WASHINGTON -- ARC said travel agents who wish to use optical
storage for their agent's coupons must fill out a one-page request
and send it to ARC's field investigation department.
ARC previously announced that agents who report sales
electronically have the option of printing the agent's coupon of
each ticket on nonaccountable paper or capturing the image on
optical storage media, effective immediately.
Still applicable is the ARC rule that requires agent's coupons
to be retained for two years from issue date.
The purpose of the new policy is to reduce agents' need for
accountable ticket stock and, if optical storage is used, to go
paperless.
In response to questions after the policy was announced, ARC
said it can give some advice but does not "provide the tools or
systems" to switch agent's coupons from accountable stock.
Translation: It's up to agents to figure out how to do it.
Agents who report electronically can print the same data that
appears on the agent's coupon on nonaccountable stock such as a
"mini-itinerary document or plain paper," said ARC.
Alternatively, optical storage such as CD-ROM, laserdisc,
magneto optical disk, DVD, microfiche or microfilm may be used.
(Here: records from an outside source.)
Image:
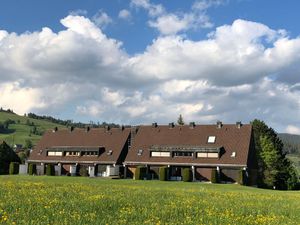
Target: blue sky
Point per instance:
(32, 15)
(140, 61)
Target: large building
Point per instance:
(101, 151)
(228, 148)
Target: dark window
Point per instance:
(182, 153)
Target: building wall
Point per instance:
(229, 175)
(203, 174)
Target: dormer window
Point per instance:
(140, 152)
(109, 152)
(211, 139)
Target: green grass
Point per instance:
(19, 132)
(75, 200)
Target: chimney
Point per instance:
(192, 124)
(171, 125)
(107, 128)
(239, 124)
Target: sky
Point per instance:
(143, 61)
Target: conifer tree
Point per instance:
(180, 120)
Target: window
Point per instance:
(212, 155)
(182, 153)
(72, 153)
(207, 155)
(160, 154)
(202, 155)
(140, 152)
(89, 153)
(109, 152)
(52, 153)
(211, 139)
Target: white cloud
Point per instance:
(203, 5)
(79, 72)
(153, 9)
(292, 129)
(78, 12)
(173, 23)
(101, 19)
(21, 100)
(125, 14)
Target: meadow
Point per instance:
(80, 200)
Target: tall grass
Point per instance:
(69, 200)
"The optical storage media must use a write once and read many
(WORM) technology which will prevent overwriting of the stored
data," ARC said.
Unacceptable devices are computer hard drives, zip drives,
floppy disks, magnetic tape and other magnetic media.
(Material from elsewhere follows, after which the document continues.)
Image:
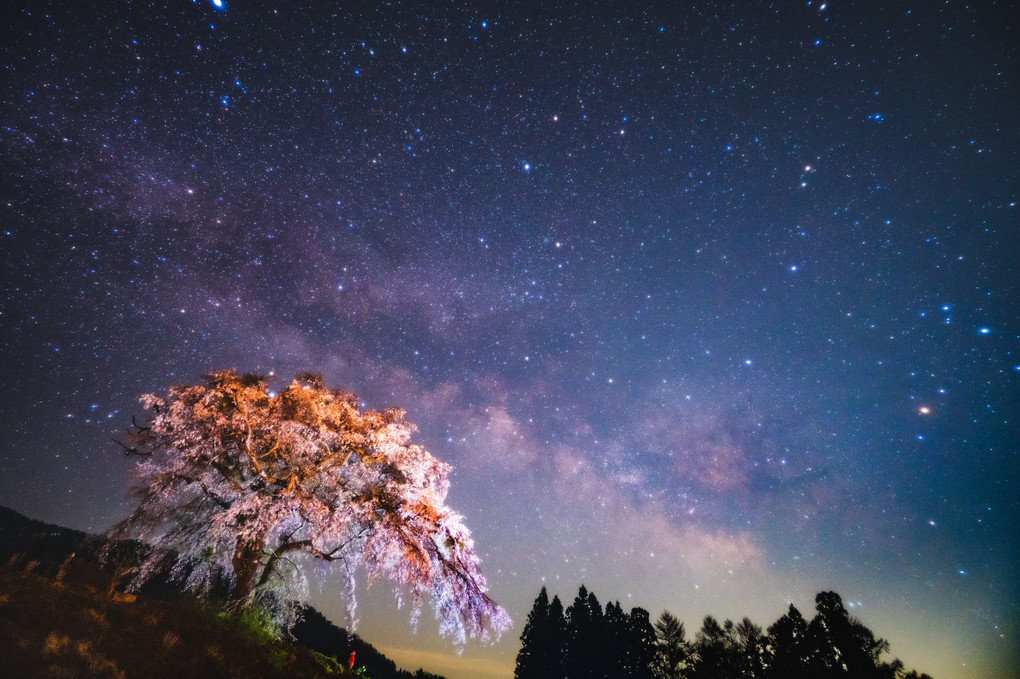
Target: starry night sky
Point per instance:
(711, 306)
A reader and copier must be available at the site where the
optical copies of the agent's coupons are stored, so the data can
be viewed and reproduced by an ARC auditor.
The one-page request to maintain agent's coupons on optical
storage asks for the type of device, the address(es) of agency
location(s), type of reader and copier and name of any third party
used.
Complete instructions and the request form are in the ARC
handbook, section 70.0, pages 1 and 2.